ADVANTAGES OF PROPOSED SYSTEM:
-
The system proposes to incorporate continuous word representations to handle semantic textual similarities and adopted for cross-media retrieval.
-
Inspired by the advantages of DBN in handling highly non-linear relationships and noisy data, the system introduces a novel DBN based method to construct the correlation between different modalities.
-
A variety of experiments on three cross-media commonly used benchmarks demonstrate the effectiveness of the proposed method.
-
The experimental results show that the proposed method can significantly outperform the state-of-the-art methods.
MODULES:
- Image Hash Code Generation
- Text Hash Code Generation
- Mapping – hash code of Feature Vector
- Image Retrival
MODULE DESCRIPTIONS:
Image Hash Code Generation:
-
In this stage, first test image is acquired from gallery.
-
Key point extraction is performed in acquired test image using SIFT. Key points is represent the visual information of image.
-
After that principle component analysis is appiled for reduce the dimentionality.
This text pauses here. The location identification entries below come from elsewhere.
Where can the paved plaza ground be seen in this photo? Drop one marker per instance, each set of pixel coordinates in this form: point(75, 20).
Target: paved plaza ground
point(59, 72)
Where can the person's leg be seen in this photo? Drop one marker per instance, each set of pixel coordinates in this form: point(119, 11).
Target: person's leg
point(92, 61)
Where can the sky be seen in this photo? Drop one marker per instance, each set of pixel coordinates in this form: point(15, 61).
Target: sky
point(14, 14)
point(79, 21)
Then Mean, Standard deviation and Energy are caluclated for generate fixed length of feature vector.
-
Finally hash code genearted for fixed length of feature vector.
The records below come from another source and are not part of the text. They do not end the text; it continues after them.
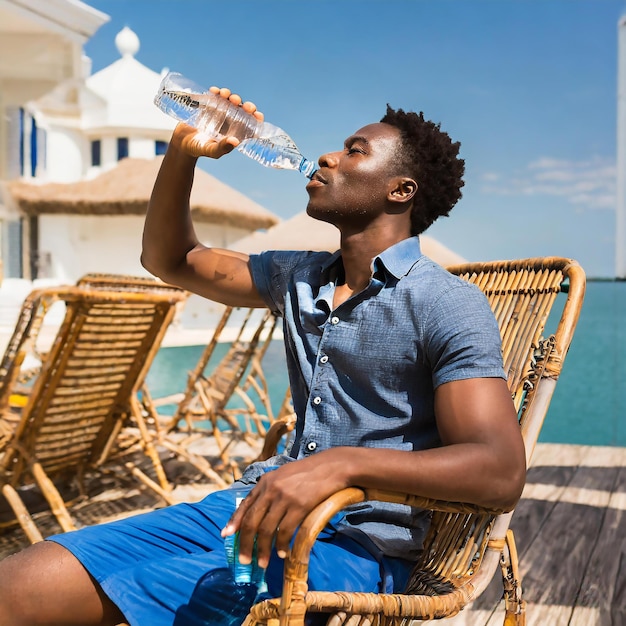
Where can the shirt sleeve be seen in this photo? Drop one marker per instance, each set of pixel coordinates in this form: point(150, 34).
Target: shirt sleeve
point(273, 271)
point(462, 338)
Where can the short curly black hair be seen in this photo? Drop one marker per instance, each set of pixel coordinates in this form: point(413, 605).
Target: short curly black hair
point(432, 159)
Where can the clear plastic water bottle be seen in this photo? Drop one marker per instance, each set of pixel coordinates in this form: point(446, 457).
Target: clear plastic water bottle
point(216, 117)
point(248, 573)
point(223, 596)
point(218, 601)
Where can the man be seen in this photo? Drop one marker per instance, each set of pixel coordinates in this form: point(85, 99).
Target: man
point(396, 373)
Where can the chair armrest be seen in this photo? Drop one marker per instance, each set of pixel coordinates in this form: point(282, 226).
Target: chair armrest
point(297, 563)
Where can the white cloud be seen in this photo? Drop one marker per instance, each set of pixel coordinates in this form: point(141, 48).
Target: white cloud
point(588, 184)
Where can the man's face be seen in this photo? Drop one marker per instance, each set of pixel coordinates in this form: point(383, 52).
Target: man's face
point(355, 181)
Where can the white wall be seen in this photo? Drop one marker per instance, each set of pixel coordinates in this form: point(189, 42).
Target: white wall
point(79, 244)
point(64, 155)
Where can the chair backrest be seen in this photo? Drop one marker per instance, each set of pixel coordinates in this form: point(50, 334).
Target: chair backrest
point(522, 294)
point(465, 543)
point(98, 360)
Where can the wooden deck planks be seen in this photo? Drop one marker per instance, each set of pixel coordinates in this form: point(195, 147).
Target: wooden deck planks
point(570, 529)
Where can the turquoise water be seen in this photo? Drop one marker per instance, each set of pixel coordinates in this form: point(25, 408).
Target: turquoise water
point(589, 404)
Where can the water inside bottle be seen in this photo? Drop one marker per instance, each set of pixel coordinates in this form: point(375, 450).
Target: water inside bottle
point(216, 117)
point(277, 151)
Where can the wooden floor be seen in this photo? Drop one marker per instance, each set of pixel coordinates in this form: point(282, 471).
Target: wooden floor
point(570, 529)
Text Hash Code Generation:
-
This is second stage of our method, in this using corresponding text for selected test image.
-
After word embedding is performed. Conversion of Word to Vector is called as Word Embedding. Then apply vector normalization for make vector in normal format. Normalizing refers to the process of making something “standard” or, well, “normal”.
-
Finally hash code generated for normalized feature vector.
Mapping- hash code of Feature Vector:
- In this stage, hash code of text and hash code of image are mapped.
- Combine two hash codes called as mapping.
Image Retrival:
-
Our final stage is image retrival.
-
In this stage, similar images are retrived by find similarity between train hash code of text-image and test hash code of text-image.
SYSTEM REQUIREMENTS:
HARDWARE REQUIREMENTS:
-
System : Pentium Dual Core.
-
Hard Disk : 120 GB.
-
Monitor : 15’’ LED
-
Input Devices : Keyboard, Mouse
-
Ram : 1GB.
SOFTWARE REQUIREMENTS:
-
Operating system : Windows 7.
-
Coding Language : MATLAB
-
Tool : MATLAB R2013A
REFERENCE:
Qi Zhang, Yang Wang, Jin Qian, and Xuanjing Huang, “A Mixed Generative-Discriminative Based Hashing Method”, IEEE TRANSACTIONS ON KNOWLEDGE AND DATA ENGINEERING, VOL. 28, NO. 4, APRIL 2016.